Remaining causes of systemic comorbidity including cardiovascular disease, edema/renal disease, thyroid disease, and anemia were mainly associated with medically indicated PTB at all gestational ages, as observed elsewhere [4, 18, 30]. Thyroid disease and anemia, however, were mainly associated with PPROM at earlier gestational ages (< 32 weeks). For spontaneous PTB, associations were strong with cardiovascular disease at 28-31 weeks, and weak with thyroid disease at 28-31 weeks and anemia at < 28 weeks. Anemia has been associated with greater odds of spontaneous PTB but not PPROM and medically indicated PTB . Other researchers have observed that thyroid disorders were only associated with PPROM , whereas we found that thyroid disorders were also associated with medically indicated and spontaneous PTBs at 28-31 weeks. More research is needed to better understand the relation between these maternal comorbidities and PTB, especially anemia which was associated with large attributable fractions for PPROM and medically indicated PTB.
Localized comorbidities in general were associated with PTB, especially medically indicated PTB and PPROM at most gestational ages. Several studies have found that overall PTB was associated with cervical incompetence, fetal anomalies, placenta previa, placental abruption, and oligohydramnios [1, 4, 5, 17], and fewer have, like ours, demonstrated stronger associations at lower gestational ages for placental abruption, chorioamnionitis, oligohydramnios, cervical incompetence, and fetal factors [5, 6, 15, 46]. Spontaneous PTB has been linked with placenta previa and abruption, while polyhydramnios/oligohydramnios were associated with both PPROM and spontaneous PTB [1, 14, 42]. Interestingly, we found that previous cesarean delivery was associated with lower odds of PPROM and spontaneous PTB.

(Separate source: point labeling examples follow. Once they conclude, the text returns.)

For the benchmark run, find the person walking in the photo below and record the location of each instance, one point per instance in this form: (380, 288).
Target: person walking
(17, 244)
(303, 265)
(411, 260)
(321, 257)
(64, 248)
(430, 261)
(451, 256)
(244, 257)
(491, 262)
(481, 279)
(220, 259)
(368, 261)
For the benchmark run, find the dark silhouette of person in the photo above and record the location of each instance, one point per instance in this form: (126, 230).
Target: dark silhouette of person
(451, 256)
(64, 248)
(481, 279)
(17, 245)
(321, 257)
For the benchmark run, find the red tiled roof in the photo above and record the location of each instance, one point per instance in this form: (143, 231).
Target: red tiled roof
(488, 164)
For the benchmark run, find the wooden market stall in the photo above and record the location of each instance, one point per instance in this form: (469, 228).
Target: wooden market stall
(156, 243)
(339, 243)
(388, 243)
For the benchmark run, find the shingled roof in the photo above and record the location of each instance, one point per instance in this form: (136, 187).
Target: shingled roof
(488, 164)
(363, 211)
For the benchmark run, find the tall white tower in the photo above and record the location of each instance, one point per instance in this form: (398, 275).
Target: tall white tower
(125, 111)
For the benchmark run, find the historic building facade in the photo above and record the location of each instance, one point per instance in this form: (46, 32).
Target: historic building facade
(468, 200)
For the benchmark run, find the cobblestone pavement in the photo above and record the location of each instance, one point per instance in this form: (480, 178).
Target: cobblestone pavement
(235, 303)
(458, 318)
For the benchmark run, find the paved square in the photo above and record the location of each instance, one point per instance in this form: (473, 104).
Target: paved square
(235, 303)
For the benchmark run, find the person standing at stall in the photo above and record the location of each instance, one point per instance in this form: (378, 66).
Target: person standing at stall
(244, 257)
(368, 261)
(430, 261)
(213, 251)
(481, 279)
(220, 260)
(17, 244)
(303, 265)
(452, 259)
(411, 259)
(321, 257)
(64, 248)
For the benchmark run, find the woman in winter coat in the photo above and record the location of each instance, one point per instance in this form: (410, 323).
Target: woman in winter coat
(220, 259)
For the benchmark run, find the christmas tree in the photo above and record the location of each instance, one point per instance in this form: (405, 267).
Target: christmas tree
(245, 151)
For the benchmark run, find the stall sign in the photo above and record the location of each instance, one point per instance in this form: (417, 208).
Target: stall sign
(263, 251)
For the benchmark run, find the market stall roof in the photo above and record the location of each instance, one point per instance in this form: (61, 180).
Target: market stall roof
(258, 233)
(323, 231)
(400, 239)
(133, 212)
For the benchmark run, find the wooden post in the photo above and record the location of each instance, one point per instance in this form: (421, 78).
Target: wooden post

This study was subject to limitations. Some comorbidities could not be examined in finer categories due to limited ICD code availability or sample size (e.g., cardiovascular and thyroid disease), and underreporting of certain comorbidities (e.g., drug dependence and mental disorders) is probable. Though hospital data are routinely used for surveillance in Québec , validation of diagnostic (or procedure) codes has not been undertaken, and results should be interpreted in light of probable non-differential misclassification which may have attenuated associations. Though spontaneous PTBs that resulted in cesarean deliveries could not be identified and were classified as medically indicated, our results are consistent with other studies indicating greater frequencies of spontaneous PTB compared with other clinical subtypes [1, 9, 17], which suggests that misclassifications are relatively infrequent. We did not have detailed data on parity or other individual maternal characteristics such as income, race, smoking, genetics, or infertility treatment that are known to be associated with PTB. These characteristics have complex relationships with PTB [1, 13, 47–53], and may be upstream risk factors influencing PTB at least partly through maternal comorbidities. Generalizability of findings to settings without public health insurance is unclear.